Assignment – Web APIs
The New York Times web site provides a rich set of APIs, as described here: https://developer.nytimes.com/apis
You’ll need to start by signing up for an API key.
Your task is to choose one of the New York Times APIs, construct an interface in R to read in the JSON data, and transform it into an R DataFrame.
Data is retrieved using the API url for popular articles, my query which is for articles referencing the word Woodside in the title and my api key. They are concatenated with paste() and stored.
article_api_url <-"https://api.nytimes.com/svc/search/v2/articlesearch.json?"
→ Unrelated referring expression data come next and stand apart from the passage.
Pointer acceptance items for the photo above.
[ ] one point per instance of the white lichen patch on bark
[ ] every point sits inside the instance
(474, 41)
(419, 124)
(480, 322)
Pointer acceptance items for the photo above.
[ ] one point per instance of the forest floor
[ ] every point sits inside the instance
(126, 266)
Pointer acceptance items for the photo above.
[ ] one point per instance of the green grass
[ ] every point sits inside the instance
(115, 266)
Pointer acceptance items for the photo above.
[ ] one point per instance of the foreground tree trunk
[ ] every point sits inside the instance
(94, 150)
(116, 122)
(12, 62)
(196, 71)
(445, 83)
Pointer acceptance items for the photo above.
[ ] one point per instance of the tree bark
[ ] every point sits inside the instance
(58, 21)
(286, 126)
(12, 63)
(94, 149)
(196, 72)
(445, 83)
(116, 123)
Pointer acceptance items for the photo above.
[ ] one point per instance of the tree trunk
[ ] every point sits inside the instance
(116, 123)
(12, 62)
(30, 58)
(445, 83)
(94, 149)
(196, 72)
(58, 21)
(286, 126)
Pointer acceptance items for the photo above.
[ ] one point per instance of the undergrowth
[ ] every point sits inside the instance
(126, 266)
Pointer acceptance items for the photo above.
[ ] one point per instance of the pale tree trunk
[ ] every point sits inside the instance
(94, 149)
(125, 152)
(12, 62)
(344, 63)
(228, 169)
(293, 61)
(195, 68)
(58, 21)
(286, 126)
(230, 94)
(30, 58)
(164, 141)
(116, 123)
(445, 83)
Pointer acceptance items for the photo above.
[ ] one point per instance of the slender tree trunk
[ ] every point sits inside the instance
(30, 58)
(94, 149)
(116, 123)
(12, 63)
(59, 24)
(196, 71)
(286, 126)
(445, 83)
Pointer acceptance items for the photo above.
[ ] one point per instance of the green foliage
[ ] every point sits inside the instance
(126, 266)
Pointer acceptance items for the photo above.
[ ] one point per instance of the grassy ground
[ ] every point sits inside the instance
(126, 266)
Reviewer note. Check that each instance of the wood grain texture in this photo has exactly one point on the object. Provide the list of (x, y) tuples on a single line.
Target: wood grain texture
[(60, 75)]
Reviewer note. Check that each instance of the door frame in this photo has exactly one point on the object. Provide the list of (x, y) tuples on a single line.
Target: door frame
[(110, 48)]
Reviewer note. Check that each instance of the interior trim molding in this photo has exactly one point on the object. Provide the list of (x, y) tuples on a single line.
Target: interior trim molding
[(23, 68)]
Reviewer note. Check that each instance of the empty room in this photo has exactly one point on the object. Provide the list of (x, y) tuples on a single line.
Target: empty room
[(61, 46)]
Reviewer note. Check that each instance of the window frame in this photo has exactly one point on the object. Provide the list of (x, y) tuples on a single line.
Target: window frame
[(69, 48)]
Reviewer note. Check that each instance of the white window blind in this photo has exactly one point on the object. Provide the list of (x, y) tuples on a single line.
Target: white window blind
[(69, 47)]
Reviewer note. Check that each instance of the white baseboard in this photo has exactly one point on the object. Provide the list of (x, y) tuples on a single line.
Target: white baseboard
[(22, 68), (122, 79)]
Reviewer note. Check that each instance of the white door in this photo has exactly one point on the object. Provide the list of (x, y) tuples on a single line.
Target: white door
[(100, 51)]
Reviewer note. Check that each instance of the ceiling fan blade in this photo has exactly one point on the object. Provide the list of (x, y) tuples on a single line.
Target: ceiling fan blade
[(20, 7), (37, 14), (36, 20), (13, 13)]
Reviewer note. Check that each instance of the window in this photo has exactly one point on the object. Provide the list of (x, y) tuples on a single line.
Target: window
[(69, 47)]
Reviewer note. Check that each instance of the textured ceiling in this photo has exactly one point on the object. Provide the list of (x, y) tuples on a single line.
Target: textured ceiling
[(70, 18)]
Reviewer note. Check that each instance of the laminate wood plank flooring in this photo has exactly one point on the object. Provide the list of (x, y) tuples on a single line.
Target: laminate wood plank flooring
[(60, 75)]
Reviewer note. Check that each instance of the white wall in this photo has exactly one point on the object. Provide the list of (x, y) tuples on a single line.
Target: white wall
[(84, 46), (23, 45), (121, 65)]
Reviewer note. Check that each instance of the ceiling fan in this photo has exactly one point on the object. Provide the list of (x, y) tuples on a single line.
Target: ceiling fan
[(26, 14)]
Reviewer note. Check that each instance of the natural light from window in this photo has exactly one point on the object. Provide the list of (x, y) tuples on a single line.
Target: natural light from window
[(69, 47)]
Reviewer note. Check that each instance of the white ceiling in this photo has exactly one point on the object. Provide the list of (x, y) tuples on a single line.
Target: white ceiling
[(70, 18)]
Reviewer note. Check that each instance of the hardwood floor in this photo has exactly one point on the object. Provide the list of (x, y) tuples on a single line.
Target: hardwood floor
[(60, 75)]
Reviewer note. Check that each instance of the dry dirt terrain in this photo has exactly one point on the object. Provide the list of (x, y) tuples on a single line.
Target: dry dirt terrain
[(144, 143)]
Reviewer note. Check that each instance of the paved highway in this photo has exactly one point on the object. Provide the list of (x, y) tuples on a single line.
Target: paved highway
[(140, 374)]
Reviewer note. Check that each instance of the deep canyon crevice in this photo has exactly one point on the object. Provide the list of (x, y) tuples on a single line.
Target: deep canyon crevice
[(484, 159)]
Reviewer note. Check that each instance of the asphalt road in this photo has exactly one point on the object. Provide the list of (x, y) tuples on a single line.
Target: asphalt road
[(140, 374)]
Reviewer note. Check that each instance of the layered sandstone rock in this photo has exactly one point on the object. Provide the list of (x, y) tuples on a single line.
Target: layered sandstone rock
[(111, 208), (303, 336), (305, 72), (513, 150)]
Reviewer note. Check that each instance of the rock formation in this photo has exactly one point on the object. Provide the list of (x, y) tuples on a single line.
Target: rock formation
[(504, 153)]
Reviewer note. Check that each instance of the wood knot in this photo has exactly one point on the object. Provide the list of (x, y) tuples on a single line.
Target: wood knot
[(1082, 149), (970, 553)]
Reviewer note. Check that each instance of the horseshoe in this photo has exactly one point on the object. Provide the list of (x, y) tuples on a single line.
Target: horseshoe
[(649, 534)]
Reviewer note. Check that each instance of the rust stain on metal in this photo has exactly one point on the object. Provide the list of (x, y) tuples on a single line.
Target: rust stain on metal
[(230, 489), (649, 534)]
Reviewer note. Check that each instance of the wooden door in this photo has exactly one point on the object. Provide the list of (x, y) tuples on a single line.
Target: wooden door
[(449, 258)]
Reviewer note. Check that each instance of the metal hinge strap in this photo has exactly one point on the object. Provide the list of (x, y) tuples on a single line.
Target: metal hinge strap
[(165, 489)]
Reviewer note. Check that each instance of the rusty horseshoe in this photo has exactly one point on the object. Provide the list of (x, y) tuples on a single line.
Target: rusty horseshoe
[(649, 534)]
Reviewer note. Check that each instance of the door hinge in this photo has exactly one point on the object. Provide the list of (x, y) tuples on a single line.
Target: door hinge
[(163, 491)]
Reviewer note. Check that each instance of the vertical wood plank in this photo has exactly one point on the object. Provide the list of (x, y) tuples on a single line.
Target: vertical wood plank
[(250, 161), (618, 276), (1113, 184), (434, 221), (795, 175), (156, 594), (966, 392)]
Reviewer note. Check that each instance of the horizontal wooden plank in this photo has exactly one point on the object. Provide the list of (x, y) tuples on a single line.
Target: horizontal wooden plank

api_query <-"query=Woodside&"
api_key <-paste("api-key=",yourkey)
nyt_api_url <-paste(article_api_url,api_query,api_key, sep = '')The method fromJSON from the the jsonlite package and converted into a data frame with the columns referenced below.
| x |
|---|
| status |
| copyright |
| response.docs.abstract |
| response.docs.web_url |
| response.docs.snippet |
| response.docs.lead_paragraph |
| response.docs.print_section |
| response.docs.print_page |
| response.docs.source |
| response.docs.multimedia |
| response.docs.keywords |
| response.docs.pub_date |
| response.docs.document_type |
| response.docs.news_desk |
| response.docs.section_name |
| response.docs.type_of_material |
| response.docs._id |
| response.docs.word_count |
| response.docs.uri |
| response.docs.slideshow_credits |
| response.docs.subsection_name |
| response.docs.headline.main |
| response.docs.headline.kicker |
| response.docs.headline.content_kicker |
| response.docs.headline.print_headline |
| response.docs.headline.name |
| response.docs.headline.seo |
| response.docs.headline.sub |
| response.docs.byline.original |
| response.docs.byline.person |
| response.docs.byline.organization |
| response.meta.hits |
| response.meta.offset |
| response.meta.time |
I only require 4 columns for my inquiry which I also rename for better context.
api_results %>%
select(response.docs.headline.main,
response.docs.news_desk,
response.docs.web_url,
response.docs.word_count)%>%
rename("Headline" = `response.docs.headline.main`,
"Category" = `response.docs.news_desk`,
"URL"=`response.docs.web_url`,
"Word Count"=`response.docs.word_count`)%>%
arrange(desc(`Word Count`))%>%
kableExtra::kable()My conclusion is very straight forward, I wanted to see the news article with the highest word count, published by NYTimes and be able to connect to it. The article in question is titled The Virus Drove Churchgoers Away. Will Easter Bring Them Back? and honestly a good read.